Well, I know l'anna is hand fill so you'd be ok with a 1 group l'anna. But yes, commercial machines aren't small and why I opted for an izzo alex.

You can get away with using a brita filter possibly and descaling every so often, but I'm looking at RO mixed with brita filter water as a solution in the long run.


----------



## sandykt (Dec 3, 2009)

There are many videos on the internet (You Tube, Rancilio's website, Coffee Geek etc) showing how the Rancilio's work. Also check out the Seattle Coffee Company's videos on You Tube - they are very informative.

There is a step by step video demonstration on the MyEspresso website. If you need the link for this, PM and I will send you the link.


----------



## vintagecigarman (Aug 10, 2009)

Thanks Sandy - I've had a look and understand now. Cool down the water supply after steaming before making the espresso. Same in a HX, just a bit simpler to do.


----------



## Glenn (Jun 14, 2008)

Where possible, pull the shot before steaming.

Less stress on the machine and better temperature stability

If you adopt the steam then shot approach make sure you flush the grouphead sufficiently to bring it down to temperature or you will end up running hot with a burnt taste in the espresso (think lighter fluid)


----------



## sandykt (Dec 3, 2009)

vintagecigarman said:


> Thanks Sandy - I've had a look and understand now.
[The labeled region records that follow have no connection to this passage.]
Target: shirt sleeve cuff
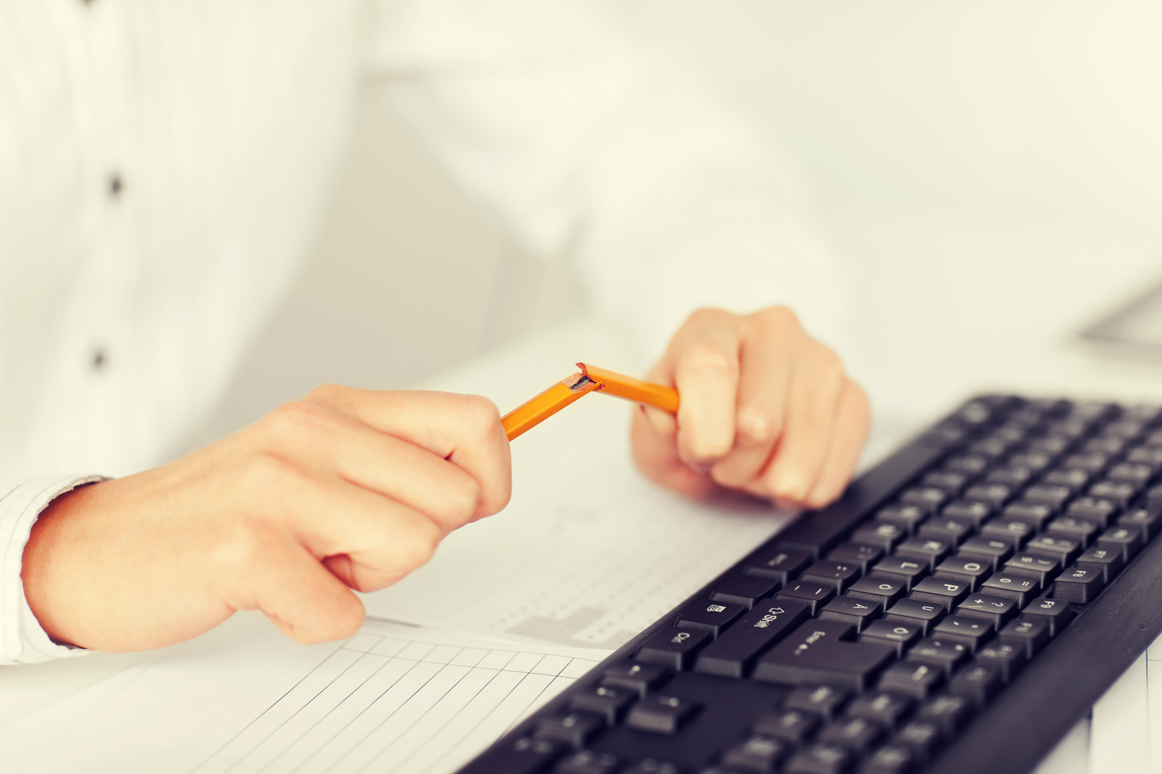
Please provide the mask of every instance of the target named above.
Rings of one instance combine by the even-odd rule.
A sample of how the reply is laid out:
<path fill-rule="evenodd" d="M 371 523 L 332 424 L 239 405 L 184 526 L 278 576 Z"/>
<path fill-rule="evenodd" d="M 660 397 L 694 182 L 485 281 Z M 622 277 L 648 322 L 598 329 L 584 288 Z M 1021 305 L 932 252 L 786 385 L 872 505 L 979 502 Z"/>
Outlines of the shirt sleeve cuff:
<path fill-rule="evenodd" d="M 102 480 L 100 475 L 0 479 L 0 664 L 33 664 L 88 652 L 55 643 L 45 633 L 24 599 L 20 572 L 24 545 L 41 511 L 64 493 Z"/>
Cool down the water supply after steaming before making the espresso. Same in a HX, just a bit simpler to do.


I always pull the shot before steaming.


----------



## vintagecigarman (Aug 10, 2009)

If you pull the shot before streaming, doesn't it get cold before the machine comes up to temperature? I've always thought that this was the problem with single boiler machines? Surely the greater mass of milk in a jug will retain the heat much better than the much smaller shot?


----------



## sandykt (Dec 3, 2009)

vintagecigarman said:


> If you pull the shot before streaming, doesn't it get cold before the machine comes up to temperature? I've always thought that this was the problem with single boiler machines? Surely the greater mass of milk in a jug will retain the heat much better than the much smaller shot?


I would say the delay between pulling a shot and steaming the milk is almost non-existent with the Rancilio. Once I have pulled the shot, I place my cup (with coffee in it) on top of the machine, switch the steam switch to the "on" position, take out gasket, get rid of the used coffee, give the gasket head a clean and replace. I then disperse excess steam twice to allow any excess water out of the steam wand and purge the wand in the milk and away you go. Steaming the milk takes around 20 seconds (from start to finish) depending on the amount of milk in the jug.

I never, never make the milk first. Always espresso first then milk.

I used to own a Francis Francis X1 and whilst it was great to look and the coffee was good, the time delay between pulling a shot and waiting for the machine to reach steaming temperature was a bit of a pain. Hence the upgrade to the Rancilio.


----------



## DonRJ (Apr 3, 2010)

Also, always prewarm your cups.


----------



## sandykt (Dec 3, 2009)

DonRJ said:


> Also, always prewarm your cups.


Yes, definitely, I agree with Don. Pre-warm your cups. You can do this by either placing your cups on top of the machine or filling hot water from the machine into your cups. A good cup will retain the heat.


----------



## DavidS (Apr 8, 2010)

So, do you guys think a sivlia will suit my needs? I don't need to worry about a grinder, and I've worked out I can get the silvia, and accessories (tamper, jug, cleaning stuff etc) for around £400, which I think is a great deal!


----------



## DonRJ (Apr 3, 2010)

I have to agree as I bought a Silvia about half an hour ago.

Don


----------



## RisingPower (Dec 27, 2009)

DavidS said:


> So, do you guys think a sivlia will suit my needs? I don't need to worry about a grinder, and I've worked out I can get the silvia, and accessories (tamper, jug, cleaning stuff etc) for around £400, which I think is a great deal!


I think you'll find it a step down from a commercial machine, but since you probably won't be treating it like one, it'll probably be a fairly good choice. I'd personally still be on the lookout for a used hx machine though.


----------



## vintagecigarman (Aug 10, 2009)

DavidS said:


> So, do you guys think a sivlia will suit my needs? I don't need to worry about a grinder, and I've worked out I can get the silvia, and accessories (tamper, jug, cleaning stuff etc) for around £400, which I think is a great deal!


Depends on what you want. If it's a reasonably-priced, small footprint machine - then yes, it will do admirably.

But if you are regularly working with a pro-quality machine during the day, will it match your expectations? That one's a bit more difficult. Does a Ferrari mechanic drive home in a Ford Ka?

You may still care to consider some of the alternatives suggested here.


----------



## DavidS (Apr 8, 2010)

As much as I'd love a HX, I think it'd be foolish to get one cheap (so probably without warranty) as a first machine. I think I'm better of getting the silvia with a 2 year warranty, than a slightly better machine, that could or I could potentially break.


----------



## sandykt (Dec 3, 2009)

DavidS said:


> As much as I'd love a HX, I think it'd be foolish to get one cheap (so probably without warranty) as a first machine. I think I'm better of getting the silvia with a 2 year warranty, than a slightly better machine, that could or I could potentially break.


My aim is to get a lovely shiny machine from Bella Barista but for the moment (and until I have the money) I'm happy to learn the trade on my Rancilio. I doubt that you would "break" the Rancilio - they are very well built.


----------